Chameleon Preference Pane offers an easy way for you to edit the options for your Hackintosh's bootloader, straight from Mac OS X's System Preferences.
Chameleon Preference Pane has a very self-explanatory name: it's a preferences pane for Chameleon bootloader (though it also works with tonymacx86's Chimera bootloader, which is installed by Easybeast and UserDSDT).
To install Chameleon Preference Pane, download the zip file, unzip it (by double-clicking on it), and install the resulting prefpane file (again, by double-clicking on it).
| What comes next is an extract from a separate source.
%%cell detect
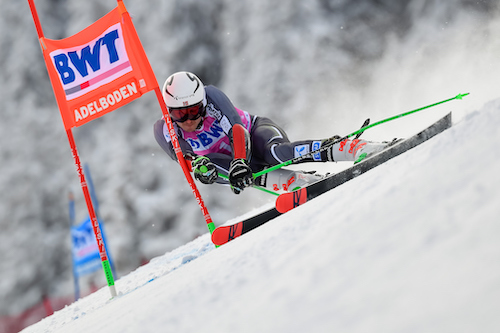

Your new Chameleon preferences pane will appear immediately.
The preferences pane is divided into several sections, some of which are obvious in their intent, while others are less so.
The preferences displayed on Chameleon Preference Pane are locked at first, so you need to click the lock icon on the bottom-left to enable editing. The pane loads the startup Disk options by default, but these rarely need to be messed with, so it's the other pages that really make Chameleon Preference Pane interesting. On the Boot Setup page, you can turn on the "Hide Partitions" and "Rename Partitions" options, which are two very useful (but poorly documented) features in Chameleon.
Meanwhile, the "Boot Flags", "Peripherals", and "Advanced Sections" all contain useful boot flags that can be applied to Chameleon. There's no clear division between any of these sections, so if you're looking for one particular Chameleon option, be sure to check all three sections. Some of these boot flags are very frequently used, while a few are more obscure. The "Boot Flags" section also contains a boot theme switcher.
The EFI Inject section deals with more advanced boot options, for activating unsupported graphics cards and ethernet adapters. We won't be covering those topics in this post.
Chameleon Preference Pane isn't perfect. Namely, it doesn't explain what any of its boot options actually do. Using this preference pane is advantageous if you're unfamiliar with editing .plist files, but you'll still have to do research on which options you need to use.
However, this preference pane provides an appealing alternative for any Hackintoshers with limited computer knowledge. To put it one way: if you don't know what a .plist file is, then just use this instead.